Par contre, leur principale faiblesse est d'être prédisposées à rompre brutalement, sans déformation plastique en traction (caractère fragile) ; les porosités « affaiblissent » le matériau en entraînant des concentrations de contrainte à leur voisinage. La fragilité des céramiques rend impossible les méthodes de laminage ou de forgeage utilisées en métallurgie.

Céramiques techniques[modifier | modifier le code]

La céramique technique est une branche de la céramique dédiée aux applications industrielles, par opposition aux créations artisanales (poterie) ou artistiques (céramique d'art) ou porcelaine. L'objectif de cette industrie est la création et l'optimisation de céramiques à propriétés physiques spécifiques : mécaniques, électriques, magnétiques, optiques, piézoélectriques, ferroélectriques, supraconductrices etc.

La plupart des céramiques techniques sont mises en forme à partir d'une poudre compactée puis chauffée à haute température (procédé du frittage). On utilise surtout des poudres de granulométrie très faible afin de réduire la porosité.

Verres[modifier | modifier le code]

Les verres sont essentiellement des solides obtenus par figeage de liquide surfondu. Les quatre principales méthodes de fabrication du verre sont le pressage, le soufflage, l'étirage et le fibrage.

Les verres sont des silicates non cristallins qui contiennent d'autres oxydes (CaO, par exemple) qui en modifient les propriétés. La transparence du verre est l'une de ses propriétés les plus importantes. Ceci est dû à sa structure amorphe et à l'absence de défauts de taille supérieure à la fraction de micromètre. L'indice de réfraction d'un verre est d'environ 1,5. Pour ce qui est de leurs propriétés mécaniques, les verres sont des matériaux fragiles, mais des traitements thermiques ou chimiques peuvent y remédier.
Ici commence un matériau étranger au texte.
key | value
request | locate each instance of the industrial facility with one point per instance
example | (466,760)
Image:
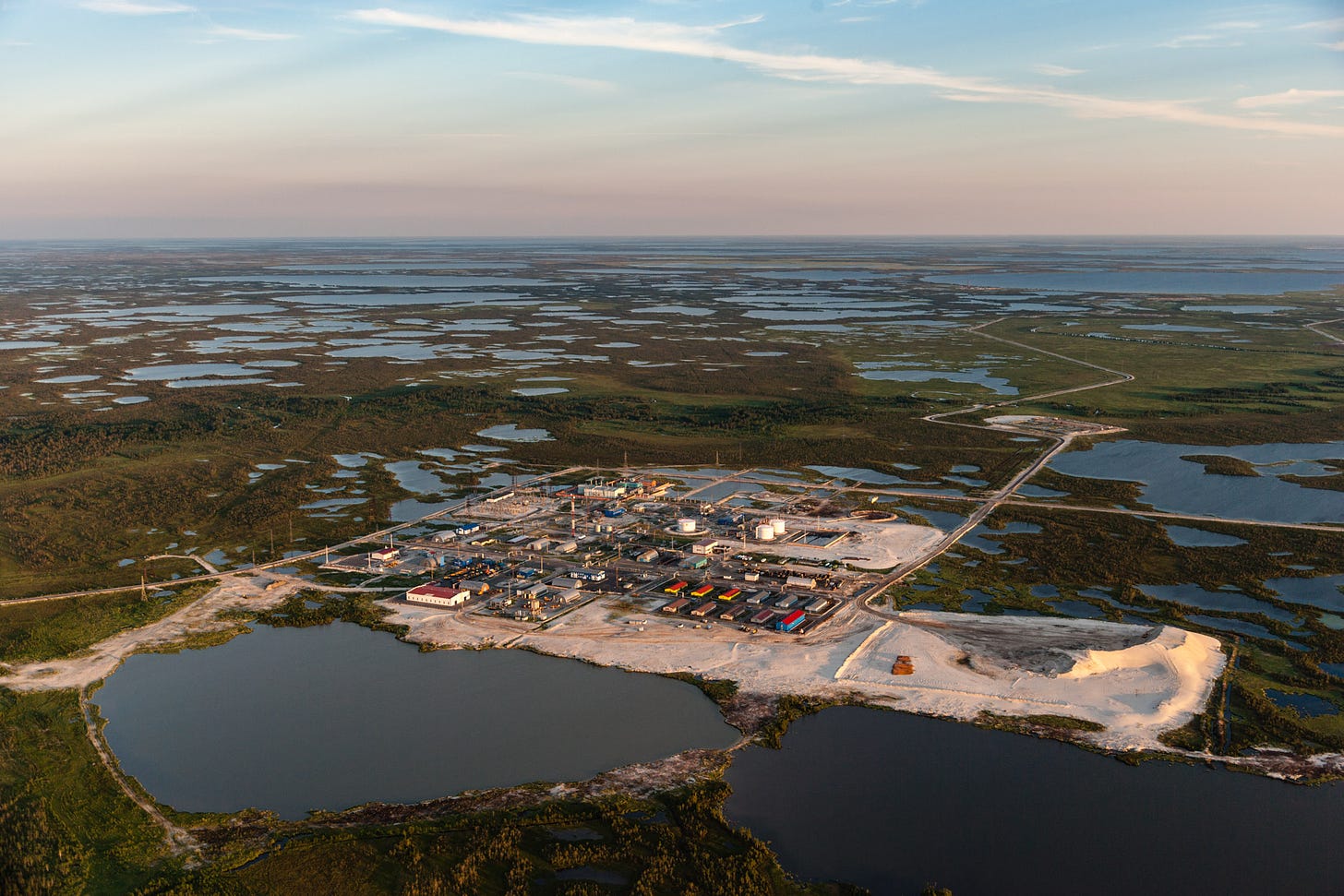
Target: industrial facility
(536,554)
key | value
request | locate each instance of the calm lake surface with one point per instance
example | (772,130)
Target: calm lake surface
(333,716)
(1213,282)
(1183,486)
(894,802)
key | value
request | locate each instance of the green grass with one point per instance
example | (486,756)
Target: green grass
(50,629)
(79,828)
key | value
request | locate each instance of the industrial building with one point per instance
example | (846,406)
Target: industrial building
(441,595)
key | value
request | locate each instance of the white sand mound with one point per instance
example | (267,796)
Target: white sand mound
(1188,660)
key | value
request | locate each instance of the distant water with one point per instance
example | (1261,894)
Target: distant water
(894,802)
(333,716)
(1208,282)
(1182,486)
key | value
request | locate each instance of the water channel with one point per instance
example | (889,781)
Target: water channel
(893,802)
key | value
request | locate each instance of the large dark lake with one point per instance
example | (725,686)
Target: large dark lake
(333,716)
(893,802)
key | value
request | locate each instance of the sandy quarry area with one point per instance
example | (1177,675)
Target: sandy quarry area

Semi-conducteurs[modifier | modifier le code]

Cellule photovoltaïque en silicium

Structure des semi-conducteurs
On applique la théorie des bandes, ce qui amène à considérer une bande de valence entièrement pleine qui est séparée d'une bande de conduction par une bande interdite distance de l'énergie ΔE. Pour qu'un électron passe de la bande de valence à la bande de conduction, on apporte une énergie thermique ou lumineuse. Dans un semi-conducteur, ΔE est assez faible pour autoriser, à température ambiante, le passage d'un petit nombre d'électrons de la bande de valence vers la bande de conduction.

La conduction électrique
Si nous considérons le modèle quantique des bandes d'énergie, les électrons occupent des niveaux d'énergie. Ces niveaux d'énergie sont discrets dans l'atome et de par les interactions entre atomes dans un cristal, s'étendent à des bandes d'énergie permises séparées par des bandes interdites. Dans les isolants, les bandes d'énergie les plus faibles sont remplies. Du fait d'une grande bande interdite (~ 5 eV), il n'y a pas de niveaux d'énergie accessibles et donc aucune conduction. Dans les conducteurs, la dernière bande est partiellement occupée, il existe donc beaucoup de niveaux d'énergie disponibles, d'où une bonne conduction. Dans les semi-conducteurs, la dernière bande se trouve peu ou très occupée et la bande interdite est faible (~ 1 eV). Il y aura donc une conduction faible.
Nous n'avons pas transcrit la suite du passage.